Andy Kosela akosela at andykosela.com
Wed Feb 25 02:32:13 EST 2009


Miles Nordin <carton at ivy.net> wrote:

> >>>>> "ak" == Andy Kosela <akosela at andykosela.com> writes:
>
>     ak> The main goals would still remain the same: single root,
>     ak> single process space, single I/O and IPC space, virtual
>     ak> network address space
>
> oh, I suppose I could be wrong, but no, I don't think many 100 node
> clusters are doing that!  They are batch not timesharing systems, and
> are more interested in how to run one userspace program that is
> specifically written for the cluster, and run it with low IPC latency
> even at the cost of ponderous interfaces (RDMA), and in having a batch
> job scheduler that can mark off commit-points and restart jobs
> dispatched to nodes that crash.  

You are writing here about HPC, right? SSI clusters are completely
different and more interesting from my point of view.
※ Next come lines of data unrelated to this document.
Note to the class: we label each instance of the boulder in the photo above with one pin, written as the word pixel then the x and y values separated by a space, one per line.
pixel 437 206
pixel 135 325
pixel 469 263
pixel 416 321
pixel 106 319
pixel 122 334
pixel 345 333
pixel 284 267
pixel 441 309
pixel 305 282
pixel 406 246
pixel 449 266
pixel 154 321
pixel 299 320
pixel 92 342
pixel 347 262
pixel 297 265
> Not interested in how to make 100 cheap systems feel like a single old
> expensive Unix dinosaur like the college shell servers with 500
> undergrads logged into them all running 'elm' or 'slrn' or something
> timesharing jobs with erratic performance requirements that justify
> this idea of ``migration'', and because they are different users
> minimal > IPC aside from the shared filesystem and maybe pipes.  I
> think this idea of clusters is more nostalgic than relevant:
>
>  http://crackmonkey.org/pipermail/crackmonkey/2001-March/016820.html

IMHO those "community" boxes is what really made Unix fun back in the
days...and VMS too.  An idea to have a single, very stable, reliable
system with many nodes is very exciting.  In a way Internet as a whole
is such a collective single system now.

> sounds neat though, and I hadn't heard of OpenSSI before only of Mosix
> so I'm glad for the reference.  I didn't know something like it was
> part of Tru64.  I wonder if you get the Tru64 cluster package in the
> copy of Tru64 you get from the ``developers and enthusiasts'' program?
> probably not, but I have a copy of that, and I have two or three
> alphas (though they're busy running NetBSD right now).

OpenMosix is dead now, the project is called LinuxPMI nowadays.  Not
sure about the copy of TruCluster in hobbyist license program, but Tru64
is really dying -- HP should port it to HP-UX which now has only HP
MC/ServiceGuard option and is really only an HA active/passive cluster.